By conferring refugee status on those who have fled their countries to escape persecution, a national refugee law would give refugees identification cards, travel permits and uniform benefits. It would also make the protections permanent. In the past, some of the privileges and protections for Sri Lankan refugees have been abridged for political or security reasons. A national law would also limit interference by the home countries of the refugees who are seeking asylum in India.
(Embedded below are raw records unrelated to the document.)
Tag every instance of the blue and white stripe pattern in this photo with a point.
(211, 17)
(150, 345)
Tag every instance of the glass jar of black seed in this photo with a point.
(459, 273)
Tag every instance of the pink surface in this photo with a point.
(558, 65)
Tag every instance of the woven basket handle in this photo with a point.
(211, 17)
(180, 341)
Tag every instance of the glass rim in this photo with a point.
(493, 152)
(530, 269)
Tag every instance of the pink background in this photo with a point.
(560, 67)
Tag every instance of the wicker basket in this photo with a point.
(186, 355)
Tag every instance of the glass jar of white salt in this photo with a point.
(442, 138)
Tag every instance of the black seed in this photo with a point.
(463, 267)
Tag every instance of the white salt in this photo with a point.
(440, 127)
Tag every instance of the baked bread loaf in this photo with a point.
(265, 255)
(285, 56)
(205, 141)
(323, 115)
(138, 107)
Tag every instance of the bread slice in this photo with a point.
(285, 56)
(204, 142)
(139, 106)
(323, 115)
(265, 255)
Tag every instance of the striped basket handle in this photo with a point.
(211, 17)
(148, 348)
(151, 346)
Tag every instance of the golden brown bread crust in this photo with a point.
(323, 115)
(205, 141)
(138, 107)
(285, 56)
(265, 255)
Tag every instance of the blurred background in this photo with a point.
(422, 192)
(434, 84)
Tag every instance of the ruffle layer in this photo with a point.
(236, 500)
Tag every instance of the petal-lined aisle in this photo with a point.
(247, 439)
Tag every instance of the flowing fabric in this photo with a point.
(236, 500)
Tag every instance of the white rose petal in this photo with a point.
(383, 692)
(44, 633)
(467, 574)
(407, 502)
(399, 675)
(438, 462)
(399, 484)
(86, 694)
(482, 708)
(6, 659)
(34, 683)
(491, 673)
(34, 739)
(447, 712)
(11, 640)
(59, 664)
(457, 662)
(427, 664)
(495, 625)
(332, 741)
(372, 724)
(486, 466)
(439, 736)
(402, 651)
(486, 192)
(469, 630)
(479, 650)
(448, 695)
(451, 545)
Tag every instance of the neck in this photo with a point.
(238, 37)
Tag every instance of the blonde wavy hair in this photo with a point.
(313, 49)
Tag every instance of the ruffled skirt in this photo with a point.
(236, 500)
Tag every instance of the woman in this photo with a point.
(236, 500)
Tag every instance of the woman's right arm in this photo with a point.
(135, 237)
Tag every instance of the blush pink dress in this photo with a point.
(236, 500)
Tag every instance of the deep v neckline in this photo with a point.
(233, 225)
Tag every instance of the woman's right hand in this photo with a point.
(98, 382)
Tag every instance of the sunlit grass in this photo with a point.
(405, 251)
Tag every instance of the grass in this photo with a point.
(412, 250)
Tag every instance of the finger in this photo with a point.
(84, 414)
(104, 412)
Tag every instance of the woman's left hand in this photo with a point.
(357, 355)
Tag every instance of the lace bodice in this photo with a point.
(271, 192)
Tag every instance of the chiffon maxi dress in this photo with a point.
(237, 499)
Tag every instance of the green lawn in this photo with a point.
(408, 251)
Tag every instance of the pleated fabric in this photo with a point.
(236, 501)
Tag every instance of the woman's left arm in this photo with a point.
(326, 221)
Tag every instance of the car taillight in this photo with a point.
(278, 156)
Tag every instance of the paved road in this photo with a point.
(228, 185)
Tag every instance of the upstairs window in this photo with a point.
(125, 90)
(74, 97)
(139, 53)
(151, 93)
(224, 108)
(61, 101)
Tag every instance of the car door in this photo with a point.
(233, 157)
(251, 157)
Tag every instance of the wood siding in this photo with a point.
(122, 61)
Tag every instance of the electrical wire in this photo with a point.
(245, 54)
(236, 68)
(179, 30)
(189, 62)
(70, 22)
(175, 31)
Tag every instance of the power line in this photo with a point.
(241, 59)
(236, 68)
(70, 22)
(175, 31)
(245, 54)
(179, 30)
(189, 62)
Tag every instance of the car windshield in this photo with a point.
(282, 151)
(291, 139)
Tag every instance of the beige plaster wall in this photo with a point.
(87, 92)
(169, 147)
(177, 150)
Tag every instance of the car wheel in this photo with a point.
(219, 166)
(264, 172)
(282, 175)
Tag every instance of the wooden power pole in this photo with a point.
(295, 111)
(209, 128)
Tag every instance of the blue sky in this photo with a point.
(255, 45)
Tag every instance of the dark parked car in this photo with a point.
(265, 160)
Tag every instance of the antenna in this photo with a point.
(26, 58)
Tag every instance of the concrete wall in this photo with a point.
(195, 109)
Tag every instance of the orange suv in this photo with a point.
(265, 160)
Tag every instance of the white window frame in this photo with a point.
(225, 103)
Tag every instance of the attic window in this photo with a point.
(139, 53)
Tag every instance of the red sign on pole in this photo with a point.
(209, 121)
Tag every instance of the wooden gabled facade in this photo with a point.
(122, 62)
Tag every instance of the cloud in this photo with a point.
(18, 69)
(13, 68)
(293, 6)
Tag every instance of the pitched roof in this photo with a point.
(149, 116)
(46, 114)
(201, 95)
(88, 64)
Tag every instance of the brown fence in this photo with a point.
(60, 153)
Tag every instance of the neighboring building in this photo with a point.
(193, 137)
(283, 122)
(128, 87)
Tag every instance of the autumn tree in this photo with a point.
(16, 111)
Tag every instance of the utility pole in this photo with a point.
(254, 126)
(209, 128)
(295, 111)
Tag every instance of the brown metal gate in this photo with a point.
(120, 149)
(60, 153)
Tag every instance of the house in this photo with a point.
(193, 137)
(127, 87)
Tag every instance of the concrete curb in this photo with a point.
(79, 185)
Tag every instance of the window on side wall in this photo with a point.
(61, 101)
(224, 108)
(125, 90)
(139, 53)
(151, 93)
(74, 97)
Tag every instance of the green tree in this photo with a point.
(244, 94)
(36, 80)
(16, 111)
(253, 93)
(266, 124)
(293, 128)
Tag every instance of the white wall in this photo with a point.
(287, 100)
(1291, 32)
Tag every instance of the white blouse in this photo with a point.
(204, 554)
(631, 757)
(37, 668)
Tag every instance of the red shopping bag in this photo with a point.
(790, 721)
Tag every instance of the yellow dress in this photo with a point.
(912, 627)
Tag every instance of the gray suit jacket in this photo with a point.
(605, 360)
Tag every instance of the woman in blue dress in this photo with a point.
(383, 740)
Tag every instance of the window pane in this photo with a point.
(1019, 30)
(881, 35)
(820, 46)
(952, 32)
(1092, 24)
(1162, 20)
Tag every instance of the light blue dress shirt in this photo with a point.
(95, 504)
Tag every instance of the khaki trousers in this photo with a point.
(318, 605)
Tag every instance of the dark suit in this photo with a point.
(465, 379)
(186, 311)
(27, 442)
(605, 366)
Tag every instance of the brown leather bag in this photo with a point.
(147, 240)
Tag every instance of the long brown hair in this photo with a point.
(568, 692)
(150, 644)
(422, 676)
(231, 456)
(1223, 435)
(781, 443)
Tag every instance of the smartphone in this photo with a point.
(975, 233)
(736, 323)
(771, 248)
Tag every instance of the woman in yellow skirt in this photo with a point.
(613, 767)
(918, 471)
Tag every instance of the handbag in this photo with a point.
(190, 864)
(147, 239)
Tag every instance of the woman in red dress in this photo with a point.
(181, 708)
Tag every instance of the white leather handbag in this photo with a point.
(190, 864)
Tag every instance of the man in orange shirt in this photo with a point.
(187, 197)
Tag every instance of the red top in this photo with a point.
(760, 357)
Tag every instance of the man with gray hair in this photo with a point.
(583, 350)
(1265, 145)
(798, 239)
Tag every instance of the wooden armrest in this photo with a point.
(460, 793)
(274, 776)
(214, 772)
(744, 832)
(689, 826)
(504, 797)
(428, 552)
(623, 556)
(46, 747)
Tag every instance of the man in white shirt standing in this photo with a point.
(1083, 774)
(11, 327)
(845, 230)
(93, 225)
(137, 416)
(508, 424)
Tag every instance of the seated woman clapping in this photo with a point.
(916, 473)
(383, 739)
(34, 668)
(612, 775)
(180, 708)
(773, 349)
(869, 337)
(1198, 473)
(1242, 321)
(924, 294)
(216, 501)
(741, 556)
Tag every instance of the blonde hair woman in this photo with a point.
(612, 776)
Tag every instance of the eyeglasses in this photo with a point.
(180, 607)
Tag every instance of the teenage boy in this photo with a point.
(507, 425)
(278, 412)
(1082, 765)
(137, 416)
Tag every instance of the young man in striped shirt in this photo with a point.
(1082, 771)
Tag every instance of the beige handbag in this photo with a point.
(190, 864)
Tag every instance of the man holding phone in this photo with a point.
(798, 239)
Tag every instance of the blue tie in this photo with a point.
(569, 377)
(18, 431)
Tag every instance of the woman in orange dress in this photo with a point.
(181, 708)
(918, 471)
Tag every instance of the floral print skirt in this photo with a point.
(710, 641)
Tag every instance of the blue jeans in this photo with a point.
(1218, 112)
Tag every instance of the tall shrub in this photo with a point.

RI recommends that the government of India:

  • pass a national law for the refugees that will provide uniform treatment and regulation of all the refugees living in India.
  • establish a central commission to oversee refugee affairs, even if the law gives responsibility to the state government to provide for refugees.
  • should not misuse the law to stop the asylum seekers by dismissing them as economic migrants without due process.
  • sign the 1951 Refugee Convention and the 1967 Protocol and allow the UNHCR to play an appropriate role.

Florina Benoit is a teacher and social worker in India, where she helps Sri Lankan refugees. She is currently in the U.S. as a Fulbright Scholar and pursuing an advanced degree at Eastern Mennonite University. She worked at RI for the summer.